HSE principal inspector, David Green, told SHP that the work was poorly planned and the incident could have been avoided if crawling boards had been provided, or if the work had been carried out from a mobile elevated work platform. He said: “This work was poorly planned and executed from start to finish, with the end result being a horrific fall that could easily have killed the labourer. Thankfully, he has since made a full recovery, but that doesn’t detract from the seriousness of the incident or the disregard for safety at the time.

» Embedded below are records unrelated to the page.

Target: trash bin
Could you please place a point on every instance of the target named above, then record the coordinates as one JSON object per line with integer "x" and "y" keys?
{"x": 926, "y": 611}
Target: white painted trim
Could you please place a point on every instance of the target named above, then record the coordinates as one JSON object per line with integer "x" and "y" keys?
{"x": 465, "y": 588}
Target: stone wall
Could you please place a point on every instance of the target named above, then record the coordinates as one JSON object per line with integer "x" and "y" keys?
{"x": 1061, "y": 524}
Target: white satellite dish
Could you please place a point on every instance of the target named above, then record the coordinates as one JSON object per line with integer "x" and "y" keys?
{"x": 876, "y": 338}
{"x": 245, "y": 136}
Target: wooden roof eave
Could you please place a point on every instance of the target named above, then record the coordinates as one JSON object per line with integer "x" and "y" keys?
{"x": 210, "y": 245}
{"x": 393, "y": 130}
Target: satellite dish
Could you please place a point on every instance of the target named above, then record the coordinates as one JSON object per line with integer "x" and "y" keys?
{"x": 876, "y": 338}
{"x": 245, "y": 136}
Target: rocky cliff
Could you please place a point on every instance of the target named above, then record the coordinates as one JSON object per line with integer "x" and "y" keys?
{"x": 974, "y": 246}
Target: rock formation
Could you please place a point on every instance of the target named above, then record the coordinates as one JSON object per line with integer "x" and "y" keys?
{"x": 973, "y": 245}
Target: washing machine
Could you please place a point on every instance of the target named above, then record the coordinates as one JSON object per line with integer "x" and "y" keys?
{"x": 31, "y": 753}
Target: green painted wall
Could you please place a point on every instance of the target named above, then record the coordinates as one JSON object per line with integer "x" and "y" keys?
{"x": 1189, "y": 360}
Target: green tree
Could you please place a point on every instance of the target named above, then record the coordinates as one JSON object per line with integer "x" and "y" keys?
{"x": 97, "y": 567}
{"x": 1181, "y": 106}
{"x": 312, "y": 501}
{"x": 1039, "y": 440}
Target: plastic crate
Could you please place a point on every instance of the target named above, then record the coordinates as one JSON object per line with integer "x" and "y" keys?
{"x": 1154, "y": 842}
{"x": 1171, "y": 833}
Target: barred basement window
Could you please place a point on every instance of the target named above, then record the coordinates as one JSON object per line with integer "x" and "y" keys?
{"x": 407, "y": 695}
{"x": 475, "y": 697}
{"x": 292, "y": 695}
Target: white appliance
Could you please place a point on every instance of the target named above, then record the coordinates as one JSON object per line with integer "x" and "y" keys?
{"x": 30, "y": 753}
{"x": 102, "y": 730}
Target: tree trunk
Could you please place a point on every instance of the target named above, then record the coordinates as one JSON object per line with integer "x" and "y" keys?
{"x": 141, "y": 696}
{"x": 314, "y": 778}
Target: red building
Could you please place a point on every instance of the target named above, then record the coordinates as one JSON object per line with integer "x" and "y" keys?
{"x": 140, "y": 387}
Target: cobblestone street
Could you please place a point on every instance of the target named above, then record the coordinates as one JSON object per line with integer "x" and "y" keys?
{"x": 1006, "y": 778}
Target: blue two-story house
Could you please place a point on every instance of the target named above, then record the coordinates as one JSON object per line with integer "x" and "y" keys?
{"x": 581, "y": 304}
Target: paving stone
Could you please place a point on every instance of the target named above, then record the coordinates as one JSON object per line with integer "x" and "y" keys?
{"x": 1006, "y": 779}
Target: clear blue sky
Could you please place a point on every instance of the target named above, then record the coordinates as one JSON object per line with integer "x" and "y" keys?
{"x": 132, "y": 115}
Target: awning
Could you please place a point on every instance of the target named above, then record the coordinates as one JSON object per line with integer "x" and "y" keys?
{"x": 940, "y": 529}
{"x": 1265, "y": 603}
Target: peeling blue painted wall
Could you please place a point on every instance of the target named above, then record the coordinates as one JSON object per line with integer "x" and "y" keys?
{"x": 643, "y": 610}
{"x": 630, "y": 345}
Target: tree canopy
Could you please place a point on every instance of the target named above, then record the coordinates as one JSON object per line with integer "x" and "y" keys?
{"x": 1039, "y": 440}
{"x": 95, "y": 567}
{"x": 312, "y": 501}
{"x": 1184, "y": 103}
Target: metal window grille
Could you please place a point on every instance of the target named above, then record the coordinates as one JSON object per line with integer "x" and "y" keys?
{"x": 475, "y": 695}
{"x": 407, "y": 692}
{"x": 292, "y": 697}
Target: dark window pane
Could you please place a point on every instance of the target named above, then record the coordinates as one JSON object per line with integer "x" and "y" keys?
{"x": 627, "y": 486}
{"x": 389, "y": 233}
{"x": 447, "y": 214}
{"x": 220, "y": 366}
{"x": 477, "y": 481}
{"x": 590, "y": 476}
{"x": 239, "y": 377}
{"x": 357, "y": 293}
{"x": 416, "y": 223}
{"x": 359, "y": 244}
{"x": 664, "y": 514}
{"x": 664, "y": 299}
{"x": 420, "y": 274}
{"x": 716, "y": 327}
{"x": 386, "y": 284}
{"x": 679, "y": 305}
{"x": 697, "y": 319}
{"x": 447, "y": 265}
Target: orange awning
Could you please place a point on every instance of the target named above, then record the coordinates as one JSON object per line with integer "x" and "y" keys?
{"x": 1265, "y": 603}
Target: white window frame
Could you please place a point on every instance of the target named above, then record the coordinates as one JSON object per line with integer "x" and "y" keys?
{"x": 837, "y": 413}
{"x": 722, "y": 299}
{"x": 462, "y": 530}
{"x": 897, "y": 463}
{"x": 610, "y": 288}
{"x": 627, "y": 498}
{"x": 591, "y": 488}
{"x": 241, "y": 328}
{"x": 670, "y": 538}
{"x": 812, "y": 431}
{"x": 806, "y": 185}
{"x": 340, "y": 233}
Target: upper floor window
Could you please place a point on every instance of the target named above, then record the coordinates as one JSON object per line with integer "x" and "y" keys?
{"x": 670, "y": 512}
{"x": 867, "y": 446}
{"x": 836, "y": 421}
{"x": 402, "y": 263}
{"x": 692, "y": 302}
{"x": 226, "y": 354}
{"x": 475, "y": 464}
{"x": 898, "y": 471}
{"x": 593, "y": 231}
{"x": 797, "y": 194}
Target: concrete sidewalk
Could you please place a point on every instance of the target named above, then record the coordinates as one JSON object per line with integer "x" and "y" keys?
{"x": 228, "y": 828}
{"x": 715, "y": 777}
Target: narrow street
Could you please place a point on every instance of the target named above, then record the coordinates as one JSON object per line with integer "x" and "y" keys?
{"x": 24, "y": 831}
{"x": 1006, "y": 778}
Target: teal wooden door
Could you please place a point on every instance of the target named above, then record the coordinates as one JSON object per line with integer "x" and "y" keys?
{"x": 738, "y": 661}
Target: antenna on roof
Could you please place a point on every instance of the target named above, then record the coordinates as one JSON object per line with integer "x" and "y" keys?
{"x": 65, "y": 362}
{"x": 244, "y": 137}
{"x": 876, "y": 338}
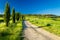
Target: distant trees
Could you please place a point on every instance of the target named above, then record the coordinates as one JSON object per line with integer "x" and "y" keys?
{"x": 7, "y": 14}
{"x": 13, "y": 15}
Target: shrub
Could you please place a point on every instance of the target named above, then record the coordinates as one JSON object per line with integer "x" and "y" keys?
{"x": 48, "y": 25}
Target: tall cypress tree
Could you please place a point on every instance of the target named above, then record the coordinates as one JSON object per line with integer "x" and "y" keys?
{"x": 17, "y": 16}
{"x": 13, "y": 15}
{"x": 7, "y": 14}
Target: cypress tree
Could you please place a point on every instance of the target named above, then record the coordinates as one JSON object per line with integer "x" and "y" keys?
{"x": 7, "y": 14}
{"x": 13, "y": 15}
{"x": 17, "y": 16}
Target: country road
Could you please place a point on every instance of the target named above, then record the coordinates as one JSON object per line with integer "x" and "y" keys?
{"x": 32, "y": 32}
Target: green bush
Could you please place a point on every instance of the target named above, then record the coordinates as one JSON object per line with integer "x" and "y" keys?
{"x": 48, "y": 25}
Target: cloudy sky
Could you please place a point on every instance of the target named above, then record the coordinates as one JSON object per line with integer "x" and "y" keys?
{"x": 33, "y": 6}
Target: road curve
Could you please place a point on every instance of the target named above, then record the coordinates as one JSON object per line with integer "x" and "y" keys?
{"x": 31, "y": 32}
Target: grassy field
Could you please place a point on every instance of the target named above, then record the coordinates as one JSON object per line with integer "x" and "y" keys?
{"x": 50, "y": 24}
{"x": 12, "y": 32}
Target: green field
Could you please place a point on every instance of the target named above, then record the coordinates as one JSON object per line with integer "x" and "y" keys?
{"x": 12, "y": 32}
{"x": 50, "y": 24}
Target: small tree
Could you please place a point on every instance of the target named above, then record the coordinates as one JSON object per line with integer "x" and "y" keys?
{"x": 17, "y": 16}
{"x": 13, "y": 15}
{"x": 7, "y": 14}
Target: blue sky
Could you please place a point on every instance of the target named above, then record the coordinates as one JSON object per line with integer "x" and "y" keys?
{"x": 33, "y": 6}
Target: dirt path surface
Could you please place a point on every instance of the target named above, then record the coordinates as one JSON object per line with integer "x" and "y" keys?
{"x": 32, "y": 32}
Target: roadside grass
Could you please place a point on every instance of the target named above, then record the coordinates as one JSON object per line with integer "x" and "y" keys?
{"x": 48, "y": 24}
{"x": 11, "y": 32}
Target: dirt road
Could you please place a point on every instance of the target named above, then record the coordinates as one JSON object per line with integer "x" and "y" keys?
{"x": 32, "y": 32}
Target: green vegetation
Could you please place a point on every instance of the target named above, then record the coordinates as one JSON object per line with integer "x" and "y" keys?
{"x": 10, "y": 29}
{"x": 48, "y": 22}
{"x": 7, "y": 14}
{"x": 13, "y": 15}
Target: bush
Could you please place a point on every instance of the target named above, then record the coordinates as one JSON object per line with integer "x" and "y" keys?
{"x": 48, "y": 25}
{"x": 5, "y": 33}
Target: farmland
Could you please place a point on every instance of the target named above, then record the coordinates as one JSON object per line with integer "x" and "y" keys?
{"x": 51, "y": 24}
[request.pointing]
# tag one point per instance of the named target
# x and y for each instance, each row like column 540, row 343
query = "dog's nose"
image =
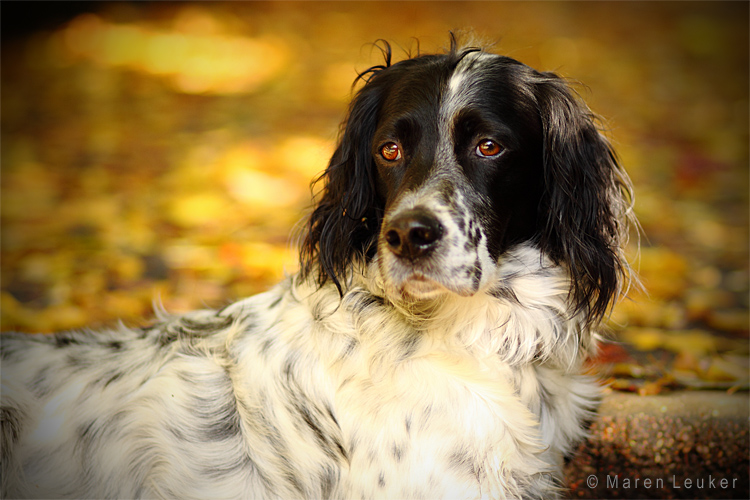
column 413, row 233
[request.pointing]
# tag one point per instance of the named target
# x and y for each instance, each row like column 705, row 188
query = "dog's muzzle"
column 413, row 234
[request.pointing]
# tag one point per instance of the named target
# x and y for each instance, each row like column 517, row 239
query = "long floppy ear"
column 588, row 200
column 344, row 225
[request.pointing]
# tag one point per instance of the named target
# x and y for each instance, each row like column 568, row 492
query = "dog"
column 466, row 242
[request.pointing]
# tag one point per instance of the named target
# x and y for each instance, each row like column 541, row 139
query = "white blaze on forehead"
column 461, row 86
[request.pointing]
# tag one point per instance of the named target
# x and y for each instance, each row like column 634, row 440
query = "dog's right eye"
column 390, row 151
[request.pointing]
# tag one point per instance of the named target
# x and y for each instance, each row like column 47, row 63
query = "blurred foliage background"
column 164, row 152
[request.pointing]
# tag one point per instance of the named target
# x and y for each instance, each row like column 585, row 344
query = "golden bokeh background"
column 163, row 152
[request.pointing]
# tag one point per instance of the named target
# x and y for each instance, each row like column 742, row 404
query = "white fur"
column 298, row 393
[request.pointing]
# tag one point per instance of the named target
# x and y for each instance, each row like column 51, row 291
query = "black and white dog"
column 467, row 240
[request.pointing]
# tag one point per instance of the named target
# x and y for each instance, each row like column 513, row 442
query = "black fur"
column 565, row 191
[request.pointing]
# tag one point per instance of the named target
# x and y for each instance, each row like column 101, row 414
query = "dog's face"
column 448, row 161
column 458, row 159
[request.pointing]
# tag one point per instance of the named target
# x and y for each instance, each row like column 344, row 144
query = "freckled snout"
column 412, row 234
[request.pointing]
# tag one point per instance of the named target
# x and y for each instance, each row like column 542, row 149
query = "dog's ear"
column 587, row 205
column 345, row 221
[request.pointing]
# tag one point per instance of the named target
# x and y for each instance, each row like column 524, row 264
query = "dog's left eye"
column 489, row 148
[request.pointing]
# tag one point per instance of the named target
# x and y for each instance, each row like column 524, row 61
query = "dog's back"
column 119, row 413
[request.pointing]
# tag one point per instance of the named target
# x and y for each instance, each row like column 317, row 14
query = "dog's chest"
column 428, row 428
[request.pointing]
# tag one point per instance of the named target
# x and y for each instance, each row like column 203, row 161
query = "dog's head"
column 448, row 161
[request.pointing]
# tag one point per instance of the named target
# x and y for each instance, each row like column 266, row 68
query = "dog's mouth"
column 418, row 285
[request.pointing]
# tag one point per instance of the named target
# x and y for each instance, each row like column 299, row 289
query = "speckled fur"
column 336, row 384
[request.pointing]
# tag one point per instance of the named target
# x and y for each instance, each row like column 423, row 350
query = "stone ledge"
column 677, row 445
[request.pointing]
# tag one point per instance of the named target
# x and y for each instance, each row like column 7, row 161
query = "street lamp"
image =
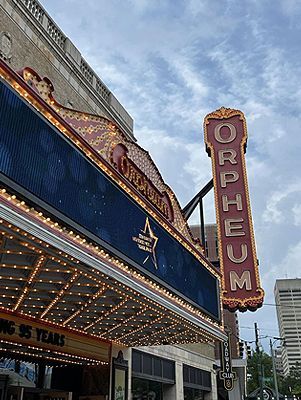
column 274, row 365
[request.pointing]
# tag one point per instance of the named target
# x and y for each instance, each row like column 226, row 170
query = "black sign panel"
column 48, row 168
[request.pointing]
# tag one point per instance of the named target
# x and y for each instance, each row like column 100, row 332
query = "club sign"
column 226, row 138
column 226, row 374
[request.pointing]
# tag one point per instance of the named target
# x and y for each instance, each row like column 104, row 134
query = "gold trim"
column 233, row 302
column 108, row 171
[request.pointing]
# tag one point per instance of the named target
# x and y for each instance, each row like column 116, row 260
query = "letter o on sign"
column 217, row 132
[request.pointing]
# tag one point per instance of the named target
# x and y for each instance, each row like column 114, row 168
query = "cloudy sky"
column 170, row 62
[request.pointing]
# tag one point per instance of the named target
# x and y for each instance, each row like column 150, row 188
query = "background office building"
column 288, row 298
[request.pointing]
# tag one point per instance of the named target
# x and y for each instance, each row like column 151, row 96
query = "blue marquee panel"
column 38, row 158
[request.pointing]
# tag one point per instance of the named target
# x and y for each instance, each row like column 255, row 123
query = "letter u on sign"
column 225, row 138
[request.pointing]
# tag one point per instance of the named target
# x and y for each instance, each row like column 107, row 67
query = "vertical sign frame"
column 119, row 378
column 226, row 138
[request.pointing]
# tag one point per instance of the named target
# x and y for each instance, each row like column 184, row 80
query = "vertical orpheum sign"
column 226, row 138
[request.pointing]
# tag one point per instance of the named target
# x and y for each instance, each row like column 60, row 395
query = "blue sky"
column 170, row 62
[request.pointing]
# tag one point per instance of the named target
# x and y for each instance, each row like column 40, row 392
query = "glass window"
column 193, row 394
column 143, row 389
column 137, row 361
column 168, row 369
column 157, row 366
column 147, row 364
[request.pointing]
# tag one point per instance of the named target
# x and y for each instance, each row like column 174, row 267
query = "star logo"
column 147, row 241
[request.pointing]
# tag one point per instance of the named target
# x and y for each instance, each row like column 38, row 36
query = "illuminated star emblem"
column 148, row 232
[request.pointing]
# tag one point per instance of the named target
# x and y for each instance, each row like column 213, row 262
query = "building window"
column 143, row 389
column 147, row 366
column 193, row 394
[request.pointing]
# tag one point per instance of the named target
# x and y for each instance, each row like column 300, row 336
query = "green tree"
column 292, row 383
column 265, row 361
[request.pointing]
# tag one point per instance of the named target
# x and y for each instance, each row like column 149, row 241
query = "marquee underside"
column 50, row 286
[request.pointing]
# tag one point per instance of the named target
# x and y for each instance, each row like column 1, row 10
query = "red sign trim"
column 240, row 275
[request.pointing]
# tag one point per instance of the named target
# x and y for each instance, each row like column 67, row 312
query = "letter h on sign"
column 226, row 137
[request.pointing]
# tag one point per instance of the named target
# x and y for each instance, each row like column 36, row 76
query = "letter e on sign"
column 226, row 137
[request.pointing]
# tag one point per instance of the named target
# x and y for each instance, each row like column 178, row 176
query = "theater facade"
column 96, row 256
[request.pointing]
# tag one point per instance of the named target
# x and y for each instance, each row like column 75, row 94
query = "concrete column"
column 127, row 355
column 178, row 387
column 213, row 394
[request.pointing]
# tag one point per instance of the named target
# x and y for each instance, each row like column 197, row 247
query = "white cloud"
column 273, row 212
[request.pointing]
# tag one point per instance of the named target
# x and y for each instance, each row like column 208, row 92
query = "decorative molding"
column 103, row 135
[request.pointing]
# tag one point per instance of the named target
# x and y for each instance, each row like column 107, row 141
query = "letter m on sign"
column 226, row 138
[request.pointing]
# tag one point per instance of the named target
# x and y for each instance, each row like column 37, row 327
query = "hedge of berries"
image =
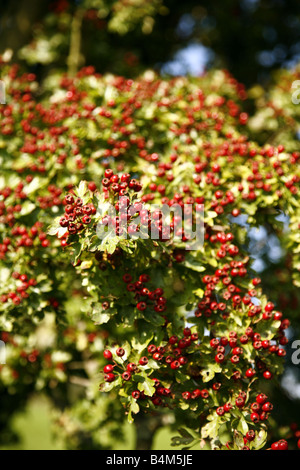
column 201, row 338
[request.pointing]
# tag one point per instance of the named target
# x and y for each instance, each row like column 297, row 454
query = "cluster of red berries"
column 119, row 184
column 77, row 214
column 146, row 298
column 260, row 408
column 173, row 354
column 280, row 445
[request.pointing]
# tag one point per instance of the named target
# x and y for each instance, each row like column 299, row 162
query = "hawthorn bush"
column 149, row 331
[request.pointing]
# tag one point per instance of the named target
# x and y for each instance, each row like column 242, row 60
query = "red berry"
column 107, row 354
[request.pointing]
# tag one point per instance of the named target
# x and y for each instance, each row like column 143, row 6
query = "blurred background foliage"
column 250, row 38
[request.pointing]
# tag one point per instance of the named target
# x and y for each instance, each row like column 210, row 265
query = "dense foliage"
column 121, row 328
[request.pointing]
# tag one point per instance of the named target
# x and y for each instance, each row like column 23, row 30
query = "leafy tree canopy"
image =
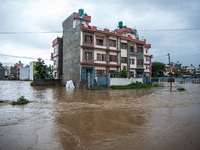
column 158, row 69
column 40, row 68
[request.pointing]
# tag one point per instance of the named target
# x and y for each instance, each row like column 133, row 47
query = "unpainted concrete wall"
column 71, row 52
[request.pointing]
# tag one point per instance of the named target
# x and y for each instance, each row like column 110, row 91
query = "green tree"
column 40, row 68
column 158, row 69
column 124, row 72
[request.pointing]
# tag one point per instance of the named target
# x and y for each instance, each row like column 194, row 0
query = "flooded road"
column 58, row 118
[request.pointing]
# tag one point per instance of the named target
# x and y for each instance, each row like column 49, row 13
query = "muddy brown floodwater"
column 57, row 118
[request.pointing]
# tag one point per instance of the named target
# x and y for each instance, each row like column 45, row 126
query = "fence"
column 165, row 79
column 95, row 80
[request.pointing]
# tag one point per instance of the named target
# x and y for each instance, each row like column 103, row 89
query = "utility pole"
column 170, row 73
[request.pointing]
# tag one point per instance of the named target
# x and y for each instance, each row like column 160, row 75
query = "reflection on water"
column 58, row 118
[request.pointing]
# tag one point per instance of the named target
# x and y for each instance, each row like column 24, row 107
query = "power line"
column 49, row 32
column 24, row 57
column 186, row 29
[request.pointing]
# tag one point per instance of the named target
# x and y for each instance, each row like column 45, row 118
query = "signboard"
column 171, row 79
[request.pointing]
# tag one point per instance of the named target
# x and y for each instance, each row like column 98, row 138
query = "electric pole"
column 170, row 73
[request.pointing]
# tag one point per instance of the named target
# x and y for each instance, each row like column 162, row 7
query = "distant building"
column 12, row 72
column 2, row 72
column 18, row 65
column 24, row 73
column 57, row 58
column 32, row 70
column 87, row 50
column 190, row 69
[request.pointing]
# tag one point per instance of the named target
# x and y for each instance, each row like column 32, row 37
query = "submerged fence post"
column 108, row 80
column 88, row 80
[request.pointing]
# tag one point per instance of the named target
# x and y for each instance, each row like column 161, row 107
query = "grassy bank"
column 137, row 85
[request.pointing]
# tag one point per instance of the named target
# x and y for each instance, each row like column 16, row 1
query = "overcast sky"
column 155, row 21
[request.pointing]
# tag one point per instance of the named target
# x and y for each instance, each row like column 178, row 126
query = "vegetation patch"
column 181, row 82
column 137, row 85
column 31, row 83
column 181, row 89
column 94, row 89
column 20, row 101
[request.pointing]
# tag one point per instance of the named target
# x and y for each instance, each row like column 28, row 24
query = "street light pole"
column 170, row 73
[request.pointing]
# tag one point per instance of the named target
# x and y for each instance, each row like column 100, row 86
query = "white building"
column 24, row 73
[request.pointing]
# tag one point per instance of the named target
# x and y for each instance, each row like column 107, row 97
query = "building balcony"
column 133, row 53
column 140, row 67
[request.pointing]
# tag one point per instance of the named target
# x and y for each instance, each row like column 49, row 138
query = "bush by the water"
column 137, row 85
column 31, row 83
column 181, row 89
column 20, row 101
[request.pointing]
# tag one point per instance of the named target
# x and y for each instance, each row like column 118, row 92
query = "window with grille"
column 103, row 57
column 88, row 55
column 140, row 48
column 140, row 62
column 113, row 58
column 124, row 46
column 99, row 57
column 99, row 42
column 112, row 43
column 133, row 61
column 88, row 39
column 123, row 59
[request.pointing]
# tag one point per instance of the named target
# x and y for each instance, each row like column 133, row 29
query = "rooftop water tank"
column 81, row 11
column 120, row 24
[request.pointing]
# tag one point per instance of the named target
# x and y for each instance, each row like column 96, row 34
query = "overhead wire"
column 49, row 32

Bruce Quarton appeared in court on 3 March and pleaded guilty to breaching s3(1) of the HSWA 1974. He was fined £6000 and ordered to pay £1530 towards costs.

In mitigation, Quarton said he had no previous convictions and he deeply regretted the incident. He said his failure to provide adequate equipment for the job was not financially motivated but was an oversight created by his failure to understand his health and safety responsibilities.

Inspector Green concluded: “Using a tractor and bucket as an impromptu lift is totally unacceptable. I hope this prosecution serves as a further reminder that farm machinery should only be used for its intended purpose, and that work at height needs to be properly planned.”